UPDATE: Elon Musk has unveiled the price of Tesla’s ‘Powerwall’ consumer product will be USD$3,500, significantly below expectations.
By Jason Deign
Tesla Motors shares were changing hands for mind-boggling amounts ahead of a likely energy storage announcement as Energy Storage Report went to press this week.
The electric vehicle maker’s stock, which was given junk-bond rating less than a year ago, closed at just over USD$230 a share yesterday after having peaked at $237.06 on Monday.
Tesla’s valuation soared at the beginning of the week after Deutsche Bank issued a ‘buy’ recommendation relating to a battery storage announcement due tomorrow.
“Tesla’s announcement may be more significant than the market indicates,” said Deutsche Bank. “While stationary storage is still in its infancy, we believe that there are clear indications that significant growth lies ahead.”
There appears to be little doubt that tomorrow’s announcement, scheduled for 8pm, Pacific Standard Time, at Tesla’s design studios in Hawthorne, Los Angeles, will be fully focused on energy storage.
Information leaked already
Indeed, given the amount of information leaked already it might be difficult for Tesla’s effervescent boss, Elon Musk, to find much new to say.
Back in February he announced during an earnings call that: “We are going to unveil the Tesla home battery, the consumer battery that would be for use in people’s houses or businesses, fairly soon.”
And last month he Tweeted that tomorrow’s event would be to unveil a “major new Tesla product line – not a car.”
Finally, last week Bloomberg reported on an email to investors and analysts from Tesla’s head of investor relations, Jeffrey Evanson, confirming the announcement would relate to residential and ‘very large’ utility-scale batteries.
There is even a fairly good idea of what Tesla’s residential energy storage products will look like, thanks to press reports relating to SolarCity customers who have had early versions of the battery systems for the past year or so.
“An uninterruptible power supply”
According to information gleaned from investment analyst Trip Chowdhry in The Guardian, “the Tesla battery system is basically an uninterruptible power supply.”

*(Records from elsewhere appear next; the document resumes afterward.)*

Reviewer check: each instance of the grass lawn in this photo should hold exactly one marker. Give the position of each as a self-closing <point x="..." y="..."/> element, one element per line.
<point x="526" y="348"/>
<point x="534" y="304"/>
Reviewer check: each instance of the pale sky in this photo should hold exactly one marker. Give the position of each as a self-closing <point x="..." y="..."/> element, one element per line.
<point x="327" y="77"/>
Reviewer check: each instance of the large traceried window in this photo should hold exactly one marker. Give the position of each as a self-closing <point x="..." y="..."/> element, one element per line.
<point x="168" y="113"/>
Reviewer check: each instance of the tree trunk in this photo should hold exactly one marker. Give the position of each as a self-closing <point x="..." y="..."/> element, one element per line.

The Guardian says the system is being offered in 10 and 15kWh configurations and costs about $13,000.
In California, though, the utility Pacific Gas & Electric will give users a 50% rebate, “presumably because it can be used to decrease load on the grid during peak use hours.”
Chowdhry revealed that Tesla’s business model is likely to be lease-based, with an initial payment of around $1,500 and then monthly payments of $15 for 10 years, after which the customer hands back the system.
The analyst said he believed there would be a niche for the product among homeowners with a keen need to keep the lights on in the event of a blackout.
A product you can’t live without
“If you feel naked when you leave your iPhone at home, this is a product you can’t live without,” he told The Guardian.
Tomorrow’s announcement comes as a number of potentially game-changing players are eyeing up the energy storage market.
Earlier this year, for example, it emerged that the tech giant Apple was considering thermal energy storage for wind power. Apple also faces legal action after poaching battery experts from A123 Systems.
To date, though, it is probably Tesla, with its Gigafactory manufacturing plans, which has led speculation around energy storage coming into the mainstream in the US.
And not just in residential energy storage, which most analysts believe could still take a few years to make real economic sense in markets such as California.
Last week, for instance, Bloomberg noted that Tesla had signed nearly half of the applications made under the California Self Generation Incentive Program (SGIP) for commercial-scale projects.
Batteries for commercial uses
“A review of California’s SGIP shows Tesla has ambitions to sell batteries for a range of commercial uses, from powering its factories to reducing electric bills at schools and wineries,” Bloomberg said.
“Tesla is on track to reap as much as $65m in SGIP rebates, which are designed to encourage investment in alternative energy.”
Notwithstanding the potential upside, however, some voices have expressed concern over the feeding frenzy around Tesla shares right now.
“Traders are getting charged up about Tesla’s prospects, but both the technicals and fundamentals may indicate the stock is close to reaching its top,” wrote CNBC producer Lawrence Lewitinn yesterday.
And one day trader consulted by Energy Storage Report said: “The shares are at $232 and in Q2, 2013, it was around $40. It doesn’t look good. They look pretty over-rated.”
Meanwhile Tesla’s reputation as a high-tech leader took a knock last weekend after its website and Twitter account were hacked, with the online criminals offering to give away free cars from the company.
Given the level of expectation surrounding tomorrow’s announcement, Musk may well have to come up with something just as spectacular simply to keep his business from going into meltdown.